Federated Online Prediction from Experts with Differential Privacy: Separations and Regret Speed-ups
Fengyu Gao, Ruiquan Huang, Jing Yang
TL;DR
This work studies differentially private federated online prediction from experts (OPE) across stochastic and oblivious adversaries, introducing Fed-DP-OPE-Stoch that attains a $1/\sqrt{m}$ per-client regret speed-up under DP with logarithmic communication. It establishes fundamental lower bounds for oblivious adversaries, showing limited or no improvement from client collaboration in general, and introduces Fed-SVT to achieve an $m$-fold speed-up in the realizable setting, with near-optimal guarantees up to logarithmic factors. The approach blends local gradient estimation, tree-based private aggregation (DP-FW), and sparse-vector techniques to achieve communication-efficient privacy-preserving federation. Theoretical results are complemented by numerical experiments on synthetic data and MovieLens, confirming the practical benefits of the proposed algorithms. Overall, the paper advances the DP federated online learning literature by separating stochastic and oblivious regimes and by offering provably fast, privacy-preserving federated OPE methods with empirical validation.
Abstract
We study the problems of differentially private federated online prediction from experts against both stochastic adversaries and oblivious adversaries. We aim to minimize the average regret on $m$ clients working in parallel over time horizon $T$ with explicit differential privacy (DP) guarantees.
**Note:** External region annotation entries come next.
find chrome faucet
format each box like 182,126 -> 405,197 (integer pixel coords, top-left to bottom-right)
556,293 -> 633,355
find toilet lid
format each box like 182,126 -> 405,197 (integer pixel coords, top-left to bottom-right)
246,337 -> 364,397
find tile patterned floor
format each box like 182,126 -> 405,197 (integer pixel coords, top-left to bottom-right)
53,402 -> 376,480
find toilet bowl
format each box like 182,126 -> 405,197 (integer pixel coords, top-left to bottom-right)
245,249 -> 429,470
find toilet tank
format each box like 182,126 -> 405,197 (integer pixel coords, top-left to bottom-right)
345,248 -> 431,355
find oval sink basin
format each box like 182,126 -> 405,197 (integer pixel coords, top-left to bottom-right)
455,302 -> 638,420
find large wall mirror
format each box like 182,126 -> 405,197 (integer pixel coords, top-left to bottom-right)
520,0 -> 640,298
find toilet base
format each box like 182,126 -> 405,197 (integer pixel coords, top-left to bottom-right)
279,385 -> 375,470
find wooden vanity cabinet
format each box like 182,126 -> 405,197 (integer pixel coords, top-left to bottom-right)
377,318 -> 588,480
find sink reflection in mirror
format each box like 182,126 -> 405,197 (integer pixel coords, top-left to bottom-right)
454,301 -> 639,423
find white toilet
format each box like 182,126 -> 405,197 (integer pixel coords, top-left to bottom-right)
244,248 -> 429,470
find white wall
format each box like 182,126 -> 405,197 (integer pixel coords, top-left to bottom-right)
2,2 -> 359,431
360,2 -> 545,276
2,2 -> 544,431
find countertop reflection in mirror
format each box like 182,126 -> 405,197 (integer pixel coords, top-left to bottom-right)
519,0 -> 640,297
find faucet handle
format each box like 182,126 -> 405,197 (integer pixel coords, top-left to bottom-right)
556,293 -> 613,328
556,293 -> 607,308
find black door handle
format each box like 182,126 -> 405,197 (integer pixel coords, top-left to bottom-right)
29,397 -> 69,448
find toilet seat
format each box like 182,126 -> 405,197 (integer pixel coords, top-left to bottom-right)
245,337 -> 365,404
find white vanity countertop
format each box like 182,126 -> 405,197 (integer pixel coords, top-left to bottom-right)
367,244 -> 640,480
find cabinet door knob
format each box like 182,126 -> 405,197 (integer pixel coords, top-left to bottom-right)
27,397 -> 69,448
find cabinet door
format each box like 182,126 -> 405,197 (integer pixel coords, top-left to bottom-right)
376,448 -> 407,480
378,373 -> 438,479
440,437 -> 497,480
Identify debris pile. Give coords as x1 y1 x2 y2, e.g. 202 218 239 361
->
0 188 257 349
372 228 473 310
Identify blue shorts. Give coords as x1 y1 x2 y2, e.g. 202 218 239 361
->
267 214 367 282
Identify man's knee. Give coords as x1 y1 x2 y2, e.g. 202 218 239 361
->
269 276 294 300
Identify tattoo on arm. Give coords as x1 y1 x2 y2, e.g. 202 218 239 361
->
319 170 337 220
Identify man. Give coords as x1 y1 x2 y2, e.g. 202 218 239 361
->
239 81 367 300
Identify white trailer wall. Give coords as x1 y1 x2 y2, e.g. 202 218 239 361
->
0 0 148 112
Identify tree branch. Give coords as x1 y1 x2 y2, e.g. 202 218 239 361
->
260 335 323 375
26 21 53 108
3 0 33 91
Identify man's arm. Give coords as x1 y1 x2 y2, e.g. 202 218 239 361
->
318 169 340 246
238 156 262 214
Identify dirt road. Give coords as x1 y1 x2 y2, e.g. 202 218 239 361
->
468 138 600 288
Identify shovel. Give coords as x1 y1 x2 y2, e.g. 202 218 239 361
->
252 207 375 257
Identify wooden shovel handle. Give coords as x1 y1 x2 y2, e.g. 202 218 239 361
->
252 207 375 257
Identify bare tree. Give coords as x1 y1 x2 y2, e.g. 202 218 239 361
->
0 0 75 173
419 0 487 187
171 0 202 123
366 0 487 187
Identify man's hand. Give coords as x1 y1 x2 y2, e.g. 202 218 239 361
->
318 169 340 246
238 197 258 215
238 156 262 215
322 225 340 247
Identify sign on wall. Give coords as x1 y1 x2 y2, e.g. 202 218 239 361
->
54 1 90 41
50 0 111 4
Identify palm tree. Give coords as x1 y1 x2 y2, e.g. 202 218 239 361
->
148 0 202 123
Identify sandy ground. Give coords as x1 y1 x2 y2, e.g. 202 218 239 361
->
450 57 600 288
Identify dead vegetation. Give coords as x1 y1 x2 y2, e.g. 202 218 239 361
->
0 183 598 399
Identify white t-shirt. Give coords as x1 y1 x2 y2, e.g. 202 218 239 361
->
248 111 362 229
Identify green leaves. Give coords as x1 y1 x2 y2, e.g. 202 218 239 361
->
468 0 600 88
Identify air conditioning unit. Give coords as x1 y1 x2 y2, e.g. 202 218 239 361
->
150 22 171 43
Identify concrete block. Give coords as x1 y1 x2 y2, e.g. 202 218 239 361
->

With stochastic adversaries, we propose a Fed-DP-OPE-Stoch algorithm that achieves $\sqrt{m}$-fold speed-up of the per-client regret compared to the single-player counterparts under both pure DP and approximate DP constraints, while maintaining logarithmic communication costs. With oblivious adversaries, we establish non-trivial lower bounds indicating that collaboration among clients does not lead to regret speed-up with general oblivious adversaries. We then consider a special case of the oblivious adversaries setting, where there exists a low-loss expert. We design a new algorithm Fed-SVT and show that it achieves an $m$-fold regret speed-up under both pure DP and approximate DP constraints over the single-player counterparts. Our lower bound indicates that Fed-SVT is nearly optimal up to logarithmic factors. Experiments demonstrate the effectiveness of our proposed algorithms. To the best of our knowledge, this is the first work examining the differentially private online prediction from experts in the federated setting.